I don't manage to get any equivalent of these very basic operations in Julia (using "native" functions from MultivariateStats.jl, I mean). Let's begin with:

using MultivariateStats
using RDatasets

iris = dataset("datasets", "iris")

## PCA model:
M = fit(PCA, Array(iris[:, 1:4]); pratio=1, maxoutdim=4)

Once I get the PCA "model" M, how can I retrieve easily the individuals coordinates? How can I display easily the correlation circle, etc.?

As I understand it, PCA is implemented in Julia as a "model" from a quasi machine learning perspective, and offers basically no way to display easily all usual graphs, statistics and insights one usually need in exploratory PCA? (I mean, cos², contributions, etc.)

Is there any other Julia package more oriented towards exploratory multivariate analysis which could offer a rough equivalent of famous R packages such as FactoMineR or ade4?

Thanks!


Solution

  • Ok, so firstly you're putting the data in with the wrong orientation. As you can see from the docs

    fit(PCA, X; ...)
    Perform PCA over the data given in a matrix X. Each column of X is an observation.

    you need observations as columns and variables as rows. This may seem confusing given that we normally think of variables as columns, but it makes a bit more sense in the context of the underlying linear algebra. So to get that right, let's start with:

    using MultivariateStats, Statistics
    using RDatasets: dataset
    
    iris = dataset("datasets", "iris")
    iris_matrix = Array(iris[:, 1:4])'
    
    ## PCA model:
    M = fit(PCA, iris_matrix; pratio=1, maxoutdim=4)
    

    As you've noticed, this returns an object of type PCA. As it turns out, the available methods for this type are well described in the documentation:

    Properties

    Let M be an instance of PCA, d be the dimension of observations, and p be the output dimension (i.e the dimension of the principal subspace)

    indim(M)
    Get the input dimension d, i.e the dimension of the observation space.

    outdim(M)
    Get the output dimension p, i.e the dimension of the principal subspace.

    mean(M)
    Get the mean vector (of length d).

    projection(M)
    Get the projection matrix (of size (d, p)). Each column of the projection matrix corresponds to a principal component.

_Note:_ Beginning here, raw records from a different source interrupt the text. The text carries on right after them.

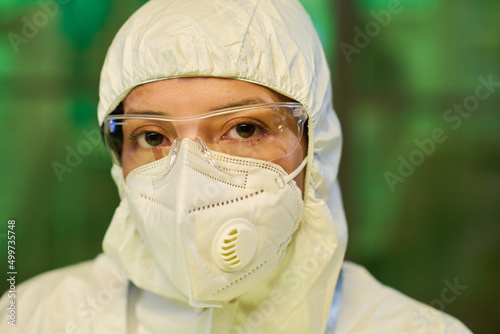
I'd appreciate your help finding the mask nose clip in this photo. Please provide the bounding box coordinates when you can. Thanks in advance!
[194,137,220,170]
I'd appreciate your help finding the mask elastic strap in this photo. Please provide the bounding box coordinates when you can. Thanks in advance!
[283,156,307,183]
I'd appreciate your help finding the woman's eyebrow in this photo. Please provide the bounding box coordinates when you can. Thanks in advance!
[209,97,273,111]
[125,97,271,116]
[125,109,168,116]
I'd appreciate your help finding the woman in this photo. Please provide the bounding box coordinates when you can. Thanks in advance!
[0,0,469,333]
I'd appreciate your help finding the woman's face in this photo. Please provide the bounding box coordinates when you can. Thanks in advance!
[122,77,307,192]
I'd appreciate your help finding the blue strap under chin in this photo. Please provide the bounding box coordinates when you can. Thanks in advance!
[325,269,343,334]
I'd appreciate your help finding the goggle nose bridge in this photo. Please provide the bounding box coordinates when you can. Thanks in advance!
[169,136,220,169]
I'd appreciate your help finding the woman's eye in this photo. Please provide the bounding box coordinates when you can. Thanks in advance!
[229,123,259,139]
[137,132,165,148]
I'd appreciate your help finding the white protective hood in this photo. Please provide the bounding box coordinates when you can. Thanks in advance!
[98,0,347,334]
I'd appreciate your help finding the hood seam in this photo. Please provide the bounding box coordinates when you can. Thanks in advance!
[236,0,261,63]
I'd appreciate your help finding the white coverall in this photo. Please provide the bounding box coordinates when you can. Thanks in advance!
[0,0,470,334]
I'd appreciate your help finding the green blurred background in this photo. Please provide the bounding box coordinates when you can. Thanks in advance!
[0,0,500,333]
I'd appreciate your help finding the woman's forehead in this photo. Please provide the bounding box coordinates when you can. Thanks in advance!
[123,77,292,116]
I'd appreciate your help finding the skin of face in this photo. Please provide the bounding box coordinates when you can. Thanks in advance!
[122,77,307,193]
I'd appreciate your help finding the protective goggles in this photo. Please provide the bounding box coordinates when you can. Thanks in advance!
[104,102,308,172]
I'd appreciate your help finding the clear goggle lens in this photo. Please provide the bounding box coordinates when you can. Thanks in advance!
[104,102,307,172]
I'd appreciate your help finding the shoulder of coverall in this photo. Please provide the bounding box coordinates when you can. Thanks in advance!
[0,254,129,334]
[335,261,472,334]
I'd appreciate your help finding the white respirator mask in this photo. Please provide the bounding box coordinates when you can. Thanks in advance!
[121,138,306,307]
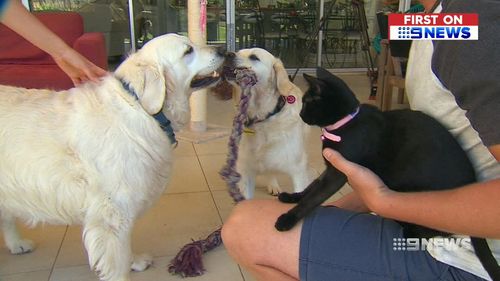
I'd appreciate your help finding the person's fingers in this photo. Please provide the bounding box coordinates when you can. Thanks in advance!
[323,148,360,177]
[85,65,107,82]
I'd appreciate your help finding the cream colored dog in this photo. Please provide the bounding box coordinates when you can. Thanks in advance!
[0,34,224,281]
[228,48,311,199]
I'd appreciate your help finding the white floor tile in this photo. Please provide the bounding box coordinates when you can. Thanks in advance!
[0,225,66,274]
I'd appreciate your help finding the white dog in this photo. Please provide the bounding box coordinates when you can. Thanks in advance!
[231,48,311,199]
[0,34,224,281]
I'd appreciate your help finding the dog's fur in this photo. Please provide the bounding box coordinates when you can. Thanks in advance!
[0,34,224,281]
[226,48,311,199]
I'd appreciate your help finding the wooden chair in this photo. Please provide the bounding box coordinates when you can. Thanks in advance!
[376,39,407,111]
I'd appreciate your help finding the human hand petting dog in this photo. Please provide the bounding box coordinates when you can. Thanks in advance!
[51,46,107,86]
[323,148,396,213]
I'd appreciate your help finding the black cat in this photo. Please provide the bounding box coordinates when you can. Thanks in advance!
[276,68,476,238]
[275,68,500,281]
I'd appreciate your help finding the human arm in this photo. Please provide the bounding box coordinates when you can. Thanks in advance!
[323,145,500,238]
[1,0,106,85]
[328,192,370,212]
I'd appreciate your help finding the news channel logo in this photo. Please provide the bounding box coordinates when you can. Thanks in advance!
[389,14,479,40]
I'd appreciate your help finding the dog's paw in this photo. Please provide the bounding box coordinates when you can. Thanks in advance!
[278,192,302,203]
[9,240,35,255]
[130,254,153,271]
[274,213,299,231]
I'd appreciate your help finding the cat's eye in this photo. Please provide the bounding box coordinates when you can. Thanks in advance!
[248,55,260,61]
[304,95,321,102]
[184,46,194,56]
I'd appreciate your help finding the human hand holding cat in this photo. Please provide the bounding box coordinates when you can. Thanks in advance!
[323,148,396,212]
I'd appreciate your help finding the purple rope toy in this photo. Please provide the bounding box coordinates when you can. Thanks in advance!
[168,69,257,277]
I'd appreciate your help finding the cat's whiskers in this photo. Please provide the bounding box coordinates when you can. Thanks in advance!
[321,106,359,142]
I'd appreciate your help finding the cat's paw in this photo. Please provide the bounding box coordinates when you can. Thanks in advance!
[274,213,299,231]
[278,192,302,203]
[8,240,35,255]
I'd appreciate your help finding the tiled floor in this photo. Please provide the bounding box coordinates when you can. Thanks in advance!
[0,73,376,281]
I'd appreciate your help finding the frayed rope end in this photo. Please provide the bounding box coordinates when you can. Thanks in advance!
[168,228,222,277]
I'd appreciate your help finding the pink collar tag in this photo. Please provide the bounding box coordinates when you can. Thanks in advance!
[321,106,359,142]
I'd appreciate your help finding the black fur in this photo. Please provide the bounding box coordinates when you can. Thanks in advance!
[275,68,476,238]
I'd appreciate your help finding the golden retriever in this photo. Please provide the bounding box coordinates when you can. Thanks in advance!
[228,48,311,199]
[0,34,224,281]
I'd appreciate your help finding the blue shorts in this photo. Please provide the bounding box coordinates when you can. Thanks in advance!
[299,207,484,281]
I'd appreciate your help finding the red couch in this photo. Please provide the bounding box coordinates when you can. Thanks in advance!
[0,12,108,90]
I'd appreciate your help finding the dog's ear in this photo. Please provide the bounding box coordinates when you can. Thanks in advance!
[273,59,294,96]
[137,65,167,115]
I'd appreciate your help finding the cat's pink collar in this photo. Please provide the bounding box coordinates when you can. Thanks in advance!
[321,106,359,142]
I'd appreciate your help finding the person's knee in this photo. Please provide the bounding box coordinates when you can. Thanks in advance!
[221,201,255,247]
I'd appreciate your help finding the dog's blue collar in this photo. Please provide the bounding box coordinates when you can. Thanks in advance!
[117,77,178,146]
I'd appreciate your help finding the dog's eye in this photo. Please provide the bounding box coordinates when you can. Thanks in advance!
[184,46,193,56]
[248,55,260,61]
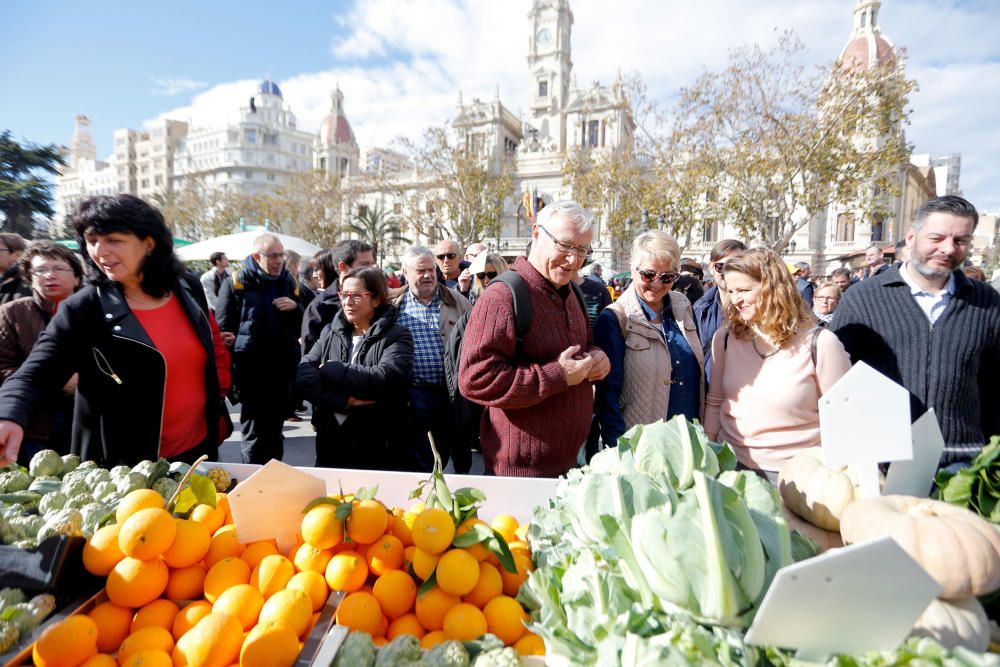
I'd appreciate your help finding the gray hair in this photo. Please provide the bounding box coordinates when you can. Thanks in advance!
[400,245,434,271]
[535,199,594,234]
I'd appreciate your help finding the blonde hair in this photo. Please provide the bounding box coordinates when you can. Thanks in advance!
[722,248,813,347]
[630,229,681,270]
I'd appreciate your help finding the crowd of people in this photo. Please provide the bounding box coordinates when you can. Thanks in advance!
[0,190,1000,479]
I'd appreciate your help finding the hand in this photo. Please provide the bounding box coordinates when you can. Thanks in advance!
[559,345,594,387]
[587,345,611,382]
[0,419,24,467]
[271,296,299,312]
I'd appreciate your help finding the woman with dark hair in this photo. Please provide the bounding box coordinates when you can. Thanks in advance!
[297,267,413,470]
[0,241,83,465]
[0,194,231,466]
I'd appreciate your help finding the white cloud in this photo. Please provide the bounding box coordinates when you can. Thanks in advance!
[149,77,208,97]
[150,0,1000,210]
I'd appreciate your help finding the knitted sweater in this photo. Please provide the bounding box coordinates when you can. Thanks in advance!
[831,266,1000,463]
[458,257,594,477]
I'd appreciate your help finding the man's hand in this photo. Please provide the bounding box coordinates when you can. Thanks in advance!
[559,345,594,387]
[272,296,299,312]
[0,419,24,467]
[587,345,611,382]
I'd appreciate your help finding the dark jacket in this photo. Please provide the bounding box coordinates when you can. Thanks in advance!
[830,266,1000,463]
[215,255,302,355]
[297,304,413,469]
[0,275,228,467]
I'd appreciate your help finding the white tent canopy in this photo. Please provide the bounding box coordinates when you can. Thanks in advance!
[174,230,322,262]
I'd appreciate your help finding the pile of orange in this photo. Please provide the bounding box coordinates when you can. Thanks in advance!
[292,500,544,655]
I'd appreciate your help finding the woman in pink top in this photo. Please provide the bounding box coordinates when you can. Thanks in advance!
[705,248,851,478]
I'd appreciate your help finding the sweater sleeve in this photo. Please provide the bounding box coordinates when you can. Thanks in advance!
[594,309,627,446]
[458,280,579,409]
[705,327,729,441]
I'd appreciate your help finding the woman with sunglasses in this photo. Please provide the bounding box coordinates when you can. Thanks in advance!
[469,252,508,303]
[296,267,413,470]
[705,248,851,481]
[594,231,704,446]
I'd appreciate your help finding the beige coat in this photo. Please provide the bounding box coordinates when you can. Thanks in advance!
[608,285,705,428]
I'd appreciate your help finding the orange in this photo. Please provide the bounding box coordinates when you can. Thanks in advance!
[173,612,243,667]
[106,557,170,609]
[455,516,490,561]
[115,489,167,525]
[250,554,295,599]
[420,630,448,650]
[443,602,487,641]
[462,563,503,609]
[436,549,479,595]
[121,648,174,667]
[412,507,455,554]
[163,565,206,600]
[372,570,417,619]
[205,556,250,603]
[337,591,385,637]
[301,505,344,549]
[240,540,278,570]
[413,547,438,581]
[212,584,264,632]
[514,632,545,655]
[83,524,124,577]
[170,600,212,640]
[201,521,246,569]
[367,535,403,576]
[490,514,518,544]
[118,507,177,560]
[118,625,174,664]
[163,519,212,568]
[191,504,226,533]
[325,551,368,593]
[131,596,180,636]
[292,542,333,572]
[347,500,389,544]
[31,615,97,667]
[285,570,330,611]
[415,586,461,630]
[257,590,310,637]
[87,602,132,653]
[483,595,528,646]
[240,625,299,667]
[500,553,535,597]
[385,613,427,641]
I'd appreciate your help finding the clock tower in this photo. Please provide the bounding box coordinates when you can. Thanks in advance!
[525,0,573,151]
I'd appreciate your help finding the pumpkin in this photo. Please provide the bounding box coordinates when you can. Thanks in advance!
[840,496,1000,599]
[778,454,857,530]
[781,507,844,554]
[910,597,990,653]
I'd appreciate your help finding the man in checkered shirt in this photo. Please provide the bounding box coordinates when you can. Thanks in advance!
[394,246,472,472]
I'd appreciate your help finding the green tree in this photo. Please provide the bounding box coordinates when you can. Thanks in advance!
[0,130,66,238]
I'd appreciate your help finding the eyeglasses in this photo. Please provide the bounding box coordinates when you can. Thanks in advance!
[31,266,73,278]
[636,268,678,285]
[538,225,593,258]
[337,292,372,303]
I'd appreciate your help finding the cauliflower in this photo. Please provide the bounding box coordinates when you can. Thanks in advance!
[28,449,63,477]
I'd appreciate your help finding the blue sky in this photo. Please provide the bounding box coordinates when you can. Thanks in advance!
[0,0,1000,212]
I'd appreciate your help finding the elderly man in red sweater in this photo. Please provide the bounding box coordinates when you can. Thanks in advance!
[459,201,611,477]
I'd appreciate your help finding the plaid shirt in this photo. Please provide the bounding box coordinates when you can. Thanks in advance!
[397,290,445,387]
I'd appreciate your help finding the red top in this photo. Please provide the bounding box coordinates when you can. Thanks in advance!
[132,296,208,458]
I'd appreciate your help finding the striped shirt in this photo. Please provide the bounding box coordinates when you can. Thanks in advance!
[397,289,444,387]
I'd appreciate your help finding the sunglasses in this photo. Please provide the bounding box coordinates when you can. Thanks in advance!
[636,269,678,285]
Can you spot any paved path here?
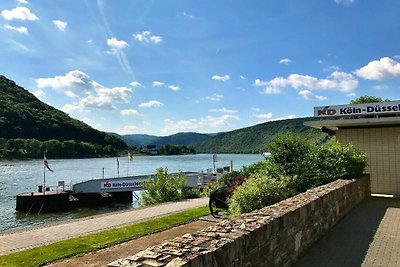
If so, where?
[0,198,208,255]
[295,197,400,267]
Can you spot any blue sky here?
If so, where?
[0,0,400,135]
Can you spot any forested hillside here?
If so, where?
[194,118,330,153]
[0,76,126,158]
[121,132,212,147]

    The principal components are arranged in descending order of the corresponding variances.

    principalvars(M)
    The variances of principal components.

    tprincipalvar(M)
    The total variance of principal components, which is equal to sum(principalvars(M)).

    tresidualvar(M)
    The total residual variance.

    tvar(M)
    The total observation variance, which is equal to tprincipalvar(M) + tresidualvar(M).

    principalratio(M)
    The ratio of variance preserved in the principal subspace, which is equal to tprincipalvar(M) / tvar(M).

    but if you didn't know that or had trouble finding the docs, you could get a full list of all the available methods (as for any type in Julia) by using the methodswith function -- in this case specifically methodswith(PCA).

    Key among these is projection, which gives us the actual projection matrix:

    julia> proj = projection(M)
    4×4 Matrix{Float64}:
     -0.361387    0.656589  -0.58203     0.315487
      0.0845225   0.730161   0.597911   -0.319723
     -0.856671   -0.173373   0.0762361  -0.479839
     -0.358289   -0.075481   0.545831    0.753657
    

    As the documentation told us

    each column of the projection matrix corresponds to a principal component

    so proj[:,1] contains the weights / "loadings" for PC1, proj[:,2] contains the loadings for PC2, etc.

    Since you asked about contributions, by which I am guessing you mean the contributions of each principal component towards explaining the total variance, the docs tell us you can get that with principalvars:

    julia> principalvars(M)
    4-element Vector{Float64}:
     4.2282417060348605
     0.24267074792863352
     0.07820950004291898
     0.023835092973449976
    

    so PC1 is really doing most of the heavy lifting here. Or if you prefer that in terms of percent of the total variance explained by each component, then:

    julia> principalvars(M) ./ tvar(M) * 100
    4-element Vector{Float64}:
     92.46187232017269
      5.306648311706788
      1.7102609807929683
      0.5212183873275495
    

    Looking ahead to the "transformation" section of the same docs

    Transformation and Construction

    Given a PCA model M, one can use it to transform observations into principal components, as

    𝐲 = 𝐏ᵀ (𝐱 - 𝛍)

    or use it to reconstruct (approximately) the observations from principal components, as

    𝐱̃ = 𝐏 𝐲 + 𝛍

    Here, 𝐏 is the projection matrix.

    The package provides methods to do so:

    transform(M, x)
    Transform observations x into principal components.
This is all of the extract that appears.